John Bercow has written to the regulator urging it not to release documents revealing the identities of MPs' landlords for security reasons.
Disclosure would expose the extent to which MPs are taking advantage of a "loophole" which allows them to rent properties to each other.
The concession means it is still possible for MPs to build up property nest eggs at the taxpayer's expense, despite moves to stamp out the practice following the expenses scandal.
Mr Bercow told the Independent Parliamentary Standards Authority (Ipsa) that its plan to reveal the identities of MPs' landlords had given rise to "grave concerns" about security.
In his letter to Ipsa boss Sir Ian Kennedy, he noted that the watchdog had written to some MPs warning that details were due to be released this Thursday after a Freedom of Information request.
"I understand that the name of their Landlord/Agent will be released along with other personal information," he told Sir Ian.
The Speaker said this had sparked fears that MPs' addresses could be published, creating a "security risk".
"The processing of the data... could involve causing unwarranted damage and distress. I should be grateful if you and your colleagues would reconsider such a plan," he urged.
Security Minister James Brokenshire told Sky News: "I think there is a genuine balance to be struck between the security and privacy of individual members of Parliament and ensuring that there is transparency and there is confidence in the system and it isn't being abused.
"We are very much alive to the issues that were exposed only a few years ago. Clearly if there is evidence of wrongdoing by anyone that should be investigated but I am not sure that is what is being spoken about here."
But Labour MP John Mann said the attempt to prevent the publication of the details appeared to be a "return to the bad old days".
"If MPs are renting from past or current MPs it is right and proper the public is able to know that," he told the paper.

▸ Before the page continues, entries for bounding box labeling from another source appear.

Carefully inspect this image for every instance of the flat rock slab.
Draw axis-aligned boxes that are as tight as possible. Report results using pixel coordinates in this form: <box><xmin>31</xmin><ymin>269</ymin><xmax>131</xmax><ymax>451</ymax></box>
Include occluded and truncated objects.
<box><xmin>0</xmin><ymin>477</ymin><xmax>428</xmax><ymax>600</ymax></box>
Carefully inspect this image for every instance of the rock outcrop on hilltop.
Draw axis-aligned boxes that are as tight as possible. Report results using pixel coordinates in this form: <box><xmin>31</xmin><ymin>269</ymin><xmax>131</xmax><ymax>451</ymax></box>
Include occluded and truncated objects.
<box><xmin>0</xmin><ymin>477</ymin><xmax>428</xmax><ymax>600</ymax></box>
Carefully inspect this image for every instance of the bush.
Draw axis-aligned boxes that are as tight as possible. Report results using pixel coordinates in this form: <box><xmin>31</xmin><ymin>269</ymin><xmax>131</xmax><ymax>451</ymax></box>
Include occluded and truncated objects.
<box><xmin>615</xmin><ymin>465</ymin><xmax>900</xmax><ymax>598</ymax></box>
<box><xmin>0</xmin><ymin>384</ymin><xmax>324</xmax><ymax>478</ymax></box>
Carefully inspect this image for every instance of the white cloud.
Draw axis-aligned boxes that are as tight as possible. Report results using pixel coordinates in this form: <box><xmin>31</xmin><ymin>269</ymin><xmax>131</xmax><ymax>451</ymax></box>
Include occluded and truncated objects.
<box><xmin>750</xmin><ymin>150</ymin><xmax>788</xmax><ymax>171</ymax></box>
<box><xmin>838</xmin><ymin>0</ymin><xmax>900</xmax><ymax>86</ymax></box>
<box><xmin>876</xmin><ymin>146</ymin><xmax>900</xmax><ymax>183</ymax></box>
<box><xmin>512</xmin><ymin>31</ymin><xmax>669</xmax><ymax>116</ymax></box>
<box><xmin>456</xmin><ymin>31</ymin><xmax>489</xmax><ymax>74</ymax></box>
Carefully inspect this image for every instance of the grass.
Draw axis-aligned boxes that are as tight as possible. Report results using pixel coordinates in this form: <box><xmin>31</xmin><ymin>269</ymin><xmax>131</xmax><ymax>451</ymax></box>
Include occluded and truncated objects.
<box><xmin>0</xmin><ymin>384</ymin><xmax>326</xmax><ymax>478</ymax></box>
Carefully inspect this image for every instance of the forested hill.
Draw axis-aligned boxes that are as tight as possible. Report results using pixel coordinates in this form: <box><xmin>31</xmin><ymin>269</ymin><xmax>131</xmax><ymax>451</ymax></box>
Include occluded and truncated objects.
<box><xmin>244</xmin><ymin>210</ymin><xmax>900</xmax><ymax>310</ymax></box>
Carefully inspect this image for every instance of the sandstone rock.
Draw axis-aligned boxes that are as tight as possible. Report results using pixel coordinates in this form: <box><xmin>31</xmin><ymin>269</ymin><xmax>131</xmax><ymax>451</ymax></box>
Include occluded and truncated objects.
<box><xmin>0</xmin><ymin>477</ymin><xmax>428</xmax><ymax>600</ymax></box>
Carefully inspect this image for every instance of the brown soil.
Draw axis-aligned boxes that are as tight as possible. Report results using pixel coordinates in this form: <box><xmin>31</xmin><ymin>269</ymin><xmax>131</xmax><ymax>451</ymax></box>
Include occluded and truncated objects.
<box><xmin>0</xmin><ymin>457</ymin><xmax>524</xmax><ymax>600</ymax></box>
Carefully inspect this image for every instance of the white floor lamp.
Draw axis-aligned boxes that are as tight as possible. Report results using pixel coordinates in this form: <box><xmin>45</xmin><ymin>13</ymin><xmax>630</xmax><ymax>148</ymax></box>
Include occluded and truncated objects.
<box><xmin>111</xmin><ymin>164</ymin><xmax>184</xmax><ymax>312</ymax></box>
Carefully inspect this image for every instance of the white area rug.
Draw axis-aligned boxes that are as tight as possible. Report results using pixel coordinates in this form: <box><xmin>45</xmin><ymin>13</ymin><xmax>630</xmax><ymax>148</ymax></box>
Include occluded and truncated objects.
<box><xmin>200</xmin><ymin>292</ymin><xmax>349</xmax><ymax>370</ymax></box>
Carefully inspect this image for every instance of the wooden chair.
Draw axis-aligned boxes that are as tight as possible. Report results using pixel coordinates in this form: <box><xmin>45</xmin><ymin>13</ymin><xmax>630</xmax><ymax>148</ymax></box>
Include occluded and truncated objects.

"There is nothing wrong with that, and there is nothing wrong in it being out there in the open. I have no problem in MPs renting it (a flat) out but the public is entitled to know that."
Matthew Sinclair, chief executive of the TaxPayers' Alliance, added: "If MPs are again found to have exploited the expenses system, it will be another stain on the reputation of Parliament.
"It was the cry that 'it's all within the rules' combined with attempts to suppress the publication of claims that made the MPs' expenses crisis three years ago so toxic.
"Whilst the rules may not technically prevent MPs from renting properties to one another, it is certainly against the spirit of those rules.
"The public's faith was left in tatters in 2009 and the latest allegations could endanger much of the work that has been done since then to restore public confidence in our politicians.
"It is vital that there is total transparency in all matters relating to MPs' taxpayer-funded expenses and allowances."
A House of Commons spokesman said: "The Speaker's letter to Sir Ian Kennedy, chair of IPSA, relates solely to the security implications of publishing MP rental details based on professional advice and resolutions of the House.
"Neither the Speaker nor the House of Commons has knowledge of MP rental arrangements. The rules governing MPs' accommodation are a matter for IPSA and have been since 2010."
A spokesman for Ipsa told The Telegraph: "We are committed to transparency as is shown by our regular publication of all claims by all MPs. We have a duty to balance that against the risk of compromising security.
"We are currently going through the process of gathering all the relevant information to get that judgment right."